Drugmakers to Congress: You want patent reforms? Stop pharma challenger Bass

Kyle Bass

Drugmakers may be willing to get on board with patent reform, a process they've in the past been blamed for holding up. But first, they have a very clear condition: Congress must help them thwart pharma patent challenger Kyle Bass.

Industry trade groups PhRMA and BIO want changes to a Patent and Trademark Office (PTO) method that's so far allowed Bass' hedge fund, Hayman Capital Management, to go after patents for drugs including Acorda Therapeutics' ($ACOR) Ampyra, Shire's ($SHPG) Lialda and Gattex, and, more recently, Johnson & Johnson ($JNJ) and Pharmacyclics' ($PCYC) Imbruvica--a med industry watchers expect to eventually surpass $10 billion in annual sales.

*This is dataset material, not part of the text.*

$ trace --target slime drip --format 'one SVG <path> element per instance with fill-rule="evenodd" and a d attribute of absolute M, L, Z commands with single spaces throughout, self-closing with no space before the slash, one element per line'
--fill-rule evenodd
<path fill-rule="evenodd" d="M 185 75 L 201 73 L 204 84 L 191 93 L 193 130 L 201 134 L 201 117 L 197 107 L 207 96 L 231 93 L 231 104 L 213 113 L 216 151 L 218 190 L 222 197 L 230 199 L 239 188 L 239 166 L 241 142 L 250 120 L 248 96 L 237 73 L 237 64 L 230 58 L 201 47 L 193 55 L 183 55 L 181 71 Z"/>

And if they don't get their wish? "Ultimately, PhRMA would have to oppose patent legislation that does not include changes to more fairly balance post-grant proceedings at the PTO," the group said in a recent statement.

As Bass has said, his moves--made using the PTO's inter partes review system, allowed three years ago as part of the America Invents Act--are meant to stop companies from abusing the patent system through "evergreening," or prolonging their monopolies on their key moneymakers by filing or sustaining a slew of minor patents.

These IP shields "contain no meaningful innovations but serve to maintain their own anticompetitive, high-price monopoly, harming Americans suffering from illnesses," Bass said last month, as quoted by the NationalJournal.

Biopharma, though, isn't buying it. Bass and other like-minded hedge fund managers short the stocks of the companies whose meds they've challenged, betting that drugmakers' shares will sink as a result--all under the "wonderful ruse" of trying to bring down drug prices, PhRMA CEO John Castellani told the Journal.

"What they do is they make money on failure," he said. "This has been wrapped in trying to accelerate bringing more affordable medicines to patients, which is horse hockey. … This is rather akin to the arsonist who all of a sudden goes into the extinguisher business, then claims to be a fire-safety expert."

Call it what you will, but either way, Bass isn't planning on stopping anytime soon--unless Congress intervenes, that is.

"The companies that are expanding patents by simply changing the dosage or the way they are packaging something are going to get kneecapped," Bass told investors during a recent presentation in Oslo, Norway, noting that he's eyeing 15 different inter partes challenges.